Managing childhood diabetes during the holidays

Photos: Kaiser Permanente

Antioch Medical Center doctor offers advice

By Antonia Ehlers, PR and Media Relations, Kaiser Permanente Northern California

The holidays are in full swing, but they can be challenging for parents of children with diabetes. Unfortunately, the rate of children with diabetes has been on the rise for years, especially type 2 diabetes. Type 2 diabetes is directly linked to the increasing number of children who are overweight.

“Diabetes is a condition where your body is unable to properly process sugar into energy/fuel for our bodies,” explained Kaiser Permanente Antioch Medical Center Pediatrician Kristin Moschetti, MD. “When you are overweight, the risk of developing type 2 diabetes increases because it causes the cells in our body to become resistant to the effects of insulin. This extremely important hormone is the key to helping our bodies to process sugar properly.”

The stress of the holidays also can spike blood sugar, according to Moschetti. Parents of children who need insulin should plan for more frequent blood sugar checks; insulin doses might need to be changed.

“Think of the cells in your bodies as billions of tiny little cars,” Moschetti said. “Cars need fuel to run. For our cells, that fuel is sugar that we get from carbohydrates. So, think of the gas pump to get that fuel into the cells being insulin. If insulin isn’t working properly to get sugar into the cells, the sugar builds up in the bloodstream and causes the blood to become toxic.”

For children with type 2 diabetes, eating a low-carbohydrate meal before going to a party can help to maintain appropriate blood sugar levels. Low-carb options include popcorn, low-sugar yogurt, cheese, veggies, chicken, tuna and peanut butter. Dipping sauces can add extra flavor.

“You don’t want your child’s blood sugar to get too high,” Moschetti said. “It can affect party behavior. Eating food with lots of carbohydrates will cause your child’s blood sugar to spike higher, which can make your child irritable and moody.”
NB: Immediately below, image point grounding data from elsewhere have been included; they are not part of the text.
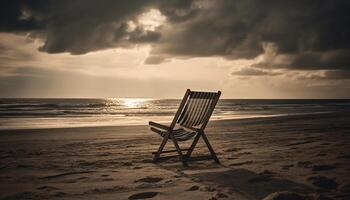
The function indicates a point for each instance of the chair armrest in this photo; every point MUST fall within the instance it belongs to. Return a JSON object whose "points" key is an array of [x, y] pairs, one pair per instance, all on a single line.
{"points": [[161, 126]]}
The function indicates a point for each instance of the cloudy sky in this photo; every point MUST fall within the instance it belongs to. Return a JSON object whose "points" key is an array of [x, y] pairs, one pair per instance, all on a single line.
{"points": [[150, 48]]}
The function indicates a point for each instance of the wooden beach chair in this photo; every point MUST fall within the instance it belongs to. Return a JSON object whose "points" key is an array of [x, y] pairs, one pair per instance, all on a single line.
{"points": [[189, 122]]}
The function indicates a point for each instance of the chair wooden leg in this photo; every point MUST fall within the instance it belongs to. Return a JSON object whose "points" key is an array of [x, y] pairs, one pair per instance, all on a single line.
{"points": [[212, 152], [193, 145], [182, 157], [157, 155]]}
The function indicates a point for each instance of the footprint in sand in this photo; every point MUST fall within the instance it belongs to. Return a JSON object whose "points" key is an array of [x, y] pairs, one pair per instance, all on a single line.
{"points": [[143, 195], [322, 167], [149, 179], [193, 188], [323, 182], [46, 188]]}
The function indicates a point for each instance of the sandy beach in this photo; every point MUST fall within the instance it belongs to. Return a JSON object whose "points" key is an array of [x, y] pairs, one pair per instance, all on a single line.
{"points": [[290, 157]]}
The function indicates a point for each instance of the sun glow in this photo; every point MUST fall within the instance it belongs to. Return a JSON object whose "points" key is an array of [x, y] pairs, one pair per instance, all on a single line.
{"points": [[134, 103]]}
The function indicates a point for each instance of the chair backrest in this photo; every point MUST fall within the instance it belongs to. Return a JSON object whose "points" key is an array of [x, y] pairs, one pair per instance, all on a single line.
{"points": [[196, 108]]}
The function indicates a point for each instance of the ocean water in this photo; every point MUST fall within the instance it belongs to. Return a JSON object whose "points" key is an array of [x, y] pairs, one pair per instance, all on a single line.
{"points": [[53, 113]]}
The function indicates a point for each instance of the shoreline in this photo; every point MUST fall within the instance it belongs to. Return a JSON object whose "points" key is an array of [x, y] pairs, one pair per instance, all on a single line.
{"points": [[252, 118], [306, 155]]}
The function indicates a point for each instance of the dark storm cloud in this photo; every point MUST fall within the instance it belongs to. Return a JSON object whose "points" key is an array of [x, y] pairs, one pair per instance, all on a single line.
{"points": [[254, 72], [310, 34]]}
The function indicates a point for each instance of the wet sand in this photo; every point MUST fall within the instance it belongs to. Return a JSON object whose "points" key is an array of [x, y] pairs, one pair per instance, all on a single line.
{"points": [[295, 157]]}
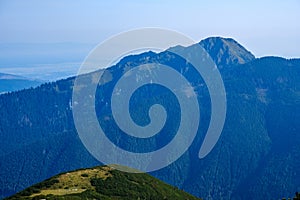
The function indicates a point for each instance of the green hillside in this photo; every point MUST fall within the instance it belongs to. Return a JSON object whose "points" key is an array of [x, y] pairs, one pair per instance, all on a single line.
{"points": [[102, 183]]}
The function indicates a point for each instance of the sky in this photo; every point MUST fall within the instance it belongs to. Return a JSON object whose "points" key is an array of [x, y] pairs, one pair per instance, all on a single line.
{"points": [[263, 27]]}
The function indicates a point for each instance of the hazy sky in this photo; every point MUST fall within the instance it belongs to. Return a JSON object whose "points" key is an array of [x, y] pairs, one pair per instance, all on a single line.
{"points": [[263, 27]]}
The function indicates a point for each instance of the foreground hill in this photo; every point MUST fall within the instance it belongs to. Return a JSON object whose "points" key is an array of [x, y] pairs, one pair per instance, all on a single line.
{"points": [[102, 183], [258, 150]]}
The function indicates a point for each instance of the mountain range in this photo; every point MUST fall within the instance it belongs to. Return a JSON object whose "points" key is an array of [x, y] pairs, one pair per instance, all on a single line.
{"points": [[256, 157], [9, 83]]}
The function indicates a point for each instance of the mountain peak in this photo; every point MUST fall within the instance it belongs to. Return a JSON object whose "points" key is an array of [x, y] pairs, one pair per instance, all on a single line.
{"points": [[226, 51]]}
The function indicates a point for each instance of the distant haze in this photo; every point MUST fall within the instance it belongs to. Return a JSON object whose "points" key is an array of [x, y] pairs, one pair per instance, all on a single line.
{"points": [[51, 32]]}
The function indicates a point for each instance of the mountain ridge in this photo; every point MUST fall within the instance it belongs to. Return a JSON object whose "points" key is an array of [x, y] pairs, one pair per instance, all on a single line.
{"points": [[44, 140]]}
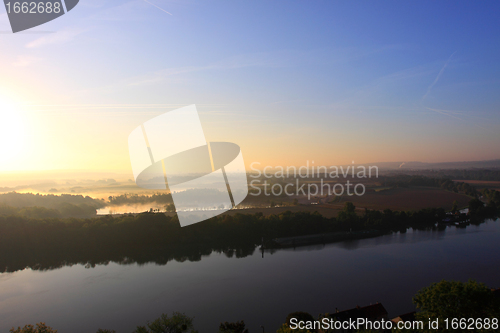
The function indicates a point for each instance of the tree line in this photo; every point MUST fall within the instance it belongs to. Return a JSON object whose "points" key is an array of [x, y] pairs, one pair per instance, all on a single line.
{"points": [[49, 243], [439, 301]]}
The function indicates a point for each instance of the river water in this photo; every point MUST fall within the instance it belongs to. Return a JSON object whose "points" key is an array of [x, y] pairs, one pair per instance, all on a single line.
{"points": [[259, 290]]}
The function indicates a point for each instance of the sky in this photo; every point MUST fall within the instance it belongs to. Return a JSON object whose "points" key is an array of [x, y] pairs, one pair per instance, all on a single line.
{"points": [[289, 81]]}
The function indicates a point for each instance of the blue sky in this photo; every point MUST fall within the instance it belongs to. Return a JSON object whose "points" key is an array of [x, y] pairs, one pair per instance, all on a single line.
{"points": [[289, 81]]}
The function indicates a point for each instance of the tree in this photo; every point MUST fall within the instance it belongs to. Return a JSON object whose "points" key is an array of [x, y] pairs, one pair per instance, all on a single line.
{"points": [[237, 327], [454, 207], [177, 323], [475, 206], [40, 328], [454, 299]]}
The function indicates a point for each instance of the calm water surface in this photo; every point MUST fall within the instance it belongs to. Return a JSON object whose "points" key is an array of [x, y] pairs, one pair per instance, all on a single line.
{"points": [[262, 291]]}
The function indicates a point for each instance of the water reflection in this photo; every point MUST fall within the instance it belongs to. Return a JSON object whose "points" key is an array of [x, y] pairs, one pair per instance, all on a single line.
{"points": [[122, 290]]}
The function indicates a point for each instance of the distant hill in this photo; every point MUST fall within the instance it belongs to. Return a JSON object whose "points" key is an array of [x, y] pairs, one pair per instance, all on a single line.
{"points": [[413, 165]]}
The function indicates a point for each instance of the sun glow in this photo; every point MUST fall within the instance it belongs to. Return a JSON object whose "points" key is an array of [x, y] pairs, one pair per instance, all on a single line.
{"points": [[12, 133]]}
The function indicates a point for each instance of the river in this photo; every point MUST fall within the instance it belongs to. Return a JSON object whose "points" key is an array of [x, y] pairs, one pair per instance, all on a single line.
{"points": [[259, 290]]}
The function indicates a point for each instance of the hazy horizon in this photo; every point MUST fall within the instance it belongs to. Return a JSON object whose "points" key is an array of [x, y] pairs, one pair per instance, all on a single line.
{"points": [[290, 82]]}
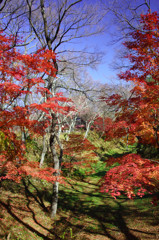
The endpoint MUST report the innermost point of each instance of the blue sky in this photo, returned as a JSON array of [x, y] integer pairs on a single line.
[[105, 72]]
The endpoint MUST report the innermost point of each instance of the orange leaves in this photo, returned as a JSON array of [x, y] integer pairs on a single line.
[[134, 176], [139, 114], [21, 79]]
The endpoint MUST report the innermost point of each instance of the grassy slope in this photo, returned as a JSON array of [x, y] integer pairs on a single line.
[[84, 213]]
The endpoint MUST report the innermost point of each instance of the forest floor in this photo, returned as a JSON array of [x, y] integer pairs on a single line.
[[83, 214]]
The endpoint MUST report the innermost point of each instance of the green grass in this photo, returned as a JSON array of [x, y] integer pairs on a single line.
[[84, 213]]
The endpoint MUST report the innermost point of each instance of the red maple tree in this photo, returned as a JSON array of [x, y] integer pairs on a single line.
[[138, 116], [21, 76]]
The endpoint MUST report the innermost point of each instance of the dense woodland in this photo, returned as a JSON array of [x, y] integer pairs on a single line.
[[78, 159]]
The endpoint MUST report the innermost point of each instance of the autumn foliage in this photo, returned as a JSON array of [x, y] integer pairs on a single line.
[[21, 78], [137, 117], [78, 152]]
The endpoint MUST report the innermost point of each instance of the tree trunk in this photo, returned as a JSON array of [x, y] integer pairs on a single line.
[[56, 163], [44, 151]]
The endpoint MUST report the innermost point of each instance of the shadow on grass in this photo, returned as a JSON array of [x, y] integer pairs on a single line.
[[108, 221], [26, 225]]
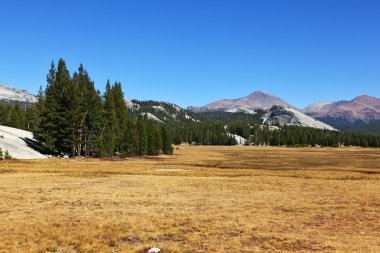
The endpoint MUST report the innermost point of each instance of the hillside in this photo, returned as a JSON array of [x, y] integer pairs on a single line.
[[256, 100], [361, 114], [12, 95], [161, 112], [19, 143]]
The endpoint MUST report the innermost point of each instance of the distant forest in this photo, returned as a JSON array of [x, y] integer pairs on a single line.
[[72, 117]]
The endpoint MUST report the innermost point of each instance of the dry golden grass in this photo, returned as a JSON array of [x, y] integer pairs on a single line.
[[202, 199]]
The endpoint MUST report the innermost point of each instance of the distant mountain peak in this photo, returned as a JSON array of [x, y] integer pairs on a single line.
[[10, 94], [362, 108], [255, 100]]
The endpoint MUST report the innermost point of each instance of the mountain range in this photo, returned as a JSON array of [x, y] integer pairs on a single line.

Moschetti encourages parents to bring healthy snacks to holiday parties. Charcuterie boards are all the rage, and it’s fun for kids to create holiday shapes such as a Christmas tree, menorah, candy cane or snowman that’s adorned with fresh veggies, fruits, cheese and popcorn.

“I want parents of children with diabetes to know that they can enjoy holiday celebrations,” Moschetti said. “At the end of the day, we want our kids to enjoy the holidays and be kids, so it’s OK to eat a small amount of the unhealthy foods. However, moderation is key. All you need is a little party pre-planning and a few healthy options.”